The annual Black family New Year's Eve party was just getting started by the time the Traverses arrived for the festivities. Grimmauld Place was bedecked with its usual holiday trimmings: fairy-lit garlands were hung between gaslit lamps, satiny ribbons were curled around portraits, irritating their subjects (Phineas Nigellus was particularly vocal about his masterpiece being ruined by a giant red bow), and mistletoe hung from most doorways. Even the family knife collection was festooned with garland, bows, and lights, making the shiny blades gleam under the lamplights. The whole house seemed to be oozing clove, cinnamon, and orange; it was the scent of family, home, and one too many drunken confessions.
It was one of Dora's favorite places in the world, even down to the collection of severed elf heads that were mounted along the corridor. At this time of year, they were topped with miniature Father Christmas hats, some of which Dora, Sirius, and Regulus had helped dress up with tiny baubles and bells.
Chester, on loan from Grandfather Pollux for the evening, was taking the Traverses' cloaks when Dora heard her mother's voice.
"Nymphadora, should I expect to find you in the playroom with your cousins tonight?"
"Not tonight, Mama. I'm going to be with the girls."
"You mean Bellatrix and Narcissa?" Andromeda's brow went up into her forehead.
"Eunice too," Dora said boldly. "I'm going to be with the big girls."
"Fifi? With the big girls?" Malcolm jeered. He jabbed at the place where Claudius had been standing, but he was already walking away to the grand parlor.
"As long as your sister behaves herself," Byron drawled, as Andromeda took his arm, "she is welcome to engage in polite conversation with other young women."
Dora resisted the urge to stick her tongue out at Malcolm, so she settled with a satisfied smirk. She smoothed out her robes as she saw her mother often do and took her place next to Andromeda.
"Return to me before midnight, darling, and please don't get into any trouble," Andromeda whispered into Dora's ear.
"I'll be good, Mama," Dora whispered back. "I promise."
Andromeda and Byron went off to a table laden with bubbly drinks. Dora spotted the table with frothy Butterbeer, where Sirius and Regulus were. As much as she wanted hot Butterbeer, Dora decided to fix herself a cup of tea, which felt more grown-up than a flagon of Butterbeer. When her tea was ready, she found her older cousins and brothers by the fireplace; they were lounging and laughing, leading Dora to wonder how many nights they spent like this in the Slytherin common room.
However, it wasn't the Slytherin common room. It was their ancestral home and Dora had every right to join them. She was just as much a Black as the others—more so than her brothers or the Lestranges—and that meant she belonged wherever she pleased.

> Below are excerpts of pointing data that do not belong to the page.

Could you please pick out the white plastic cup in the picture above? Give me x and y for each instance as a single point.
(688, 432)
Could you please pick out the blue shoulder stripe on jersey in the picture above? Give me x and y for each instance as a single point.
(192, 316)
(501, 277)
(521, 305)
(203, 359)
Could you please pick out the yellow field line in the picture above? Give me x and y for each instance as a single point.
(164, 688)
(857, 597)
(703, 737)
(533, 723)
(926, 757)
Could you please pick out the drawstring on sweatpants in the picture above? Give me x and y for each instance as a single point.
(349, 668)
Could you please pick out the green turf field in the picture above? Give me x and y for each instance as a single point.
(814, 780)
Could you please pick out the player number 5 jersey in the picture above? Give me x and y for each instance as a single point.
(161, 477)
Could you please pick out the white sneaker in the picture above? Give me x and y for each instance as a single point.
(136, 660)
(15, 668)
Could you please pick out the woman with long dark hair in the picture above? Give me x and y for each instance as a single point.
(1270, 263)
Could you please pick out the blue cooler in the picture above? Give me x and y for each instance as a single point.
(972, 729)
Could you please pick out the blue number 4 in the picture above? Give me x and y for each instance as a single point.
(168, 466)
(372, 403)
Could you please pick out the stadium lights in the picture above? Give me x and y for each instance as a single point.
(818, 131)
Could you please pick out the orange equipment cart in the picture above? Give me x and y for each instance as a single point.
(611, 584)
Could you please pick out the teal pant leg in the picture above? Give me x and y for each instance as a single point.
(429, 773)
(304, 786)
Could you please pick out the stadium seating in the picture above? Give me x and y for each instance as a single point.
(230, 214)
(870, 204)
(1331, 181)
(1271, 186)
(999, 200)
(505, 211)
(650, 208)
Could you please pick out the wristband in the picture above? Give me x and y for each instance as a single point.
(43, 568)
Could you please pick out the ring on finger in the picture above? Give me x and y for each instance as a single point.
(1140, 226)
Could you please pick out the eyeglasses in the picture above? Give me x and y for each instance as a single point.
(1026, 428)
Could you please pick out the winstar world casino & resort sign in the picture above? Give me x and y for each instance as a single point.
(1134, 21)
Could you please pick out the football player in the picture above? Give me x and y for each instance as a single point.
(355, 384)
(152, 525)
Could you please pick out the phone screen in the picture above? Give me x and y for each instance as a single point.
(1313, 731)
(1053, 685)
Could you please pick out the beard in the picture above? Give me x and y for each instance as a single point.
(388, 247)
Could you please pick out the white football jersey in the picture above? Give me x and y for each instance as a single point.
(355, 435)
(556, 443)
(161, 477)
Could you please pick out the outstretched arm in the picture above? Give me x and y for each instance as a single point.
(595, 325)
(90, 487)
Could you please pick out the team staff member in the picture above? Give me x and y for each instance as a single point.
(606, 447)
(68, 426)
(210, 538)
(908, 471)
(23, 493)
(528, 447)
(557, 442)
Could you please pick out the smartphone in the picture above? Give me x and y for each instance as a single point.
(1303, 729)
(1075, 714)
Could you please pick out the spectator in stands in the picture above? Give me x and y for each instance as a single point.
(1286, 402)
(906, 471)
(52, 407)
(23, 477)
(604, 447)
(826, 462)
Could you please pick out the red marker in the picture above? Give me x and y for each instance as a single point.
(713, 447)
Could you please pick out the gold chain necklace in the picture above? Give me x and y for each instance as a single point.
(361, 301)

Dora ambled up to the group of young witches and wizards. Some of them were sitting on the floor, so she tucked herself between two armchairs and gazed up at her family's casual elegance.
"Cissy, show everyone what your knife can do now that you're 17," said Bella. "We're family here, there's no need to be shy."

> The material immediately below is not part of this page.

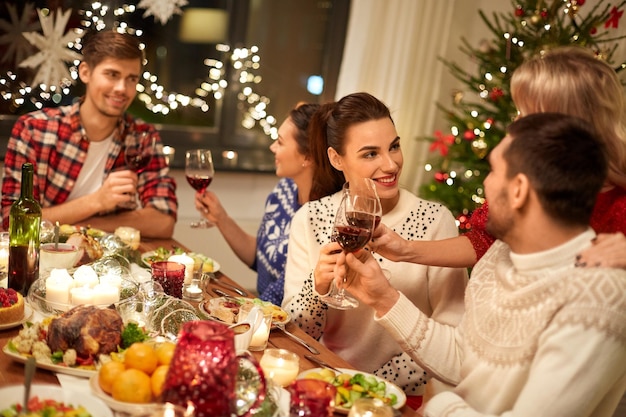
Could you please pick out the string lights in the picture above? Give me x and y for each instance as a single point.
(243, 62)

Narcissa grew pink, but with Lucius at her side (Dora begrudgingly accepted that he would be joining the family as Narcissa's future husband), she rolled up her robes just high enough to show off a knife that was tied around her thigh. She unsheathed the knife from its ornately carved leather holster and Dora looked up in awe at it. The handle was pure black, but it had flowers embossed into the handle, and the blade itself was in the shape of a dagger, long enough to pierce the heart if needed.

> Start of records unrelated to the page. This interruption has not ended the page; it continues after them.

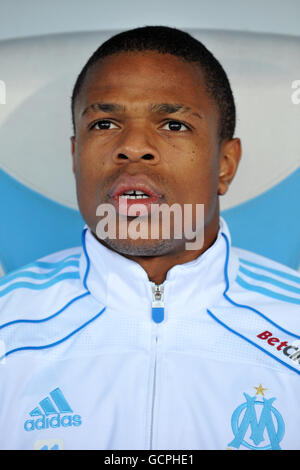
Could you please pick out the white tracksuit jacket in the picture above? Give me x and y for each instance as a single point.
(92, 359)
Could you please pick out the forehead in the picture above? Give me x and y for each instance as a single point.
(144, 77)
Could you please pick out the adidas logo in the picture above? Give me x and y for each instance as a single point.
(50, 411)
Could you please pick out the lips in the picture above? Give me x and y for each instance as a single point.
(139, 190)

Narcissa murmured something under her breath and the blade of her dagger slowly changed its shape. Its tip became curved, like a talon. She murmured again and the talon became straight. With each instruction she gave it, the knife became the shape she requested.
"Innocent enough for the potion-maker," she said, smiling sweetly. She gave the blade another instruction and it became longer, with a needle point tip. "Lethal enough for a witch's most pressing needs." Her sweet smile curled into an impish grin.
"Wow," Dora breathed. It was customary for Black witches and wizards to receive a knife when they turned 13; their blades weren't sharp enough to inflict much damage on their victims, but once the witch or wizard turned 17, the blade became lethal. More importantly, the knife would reveal new magic when its owner became of age, though Dora didn't know how the magic worked or how the new magic was decided.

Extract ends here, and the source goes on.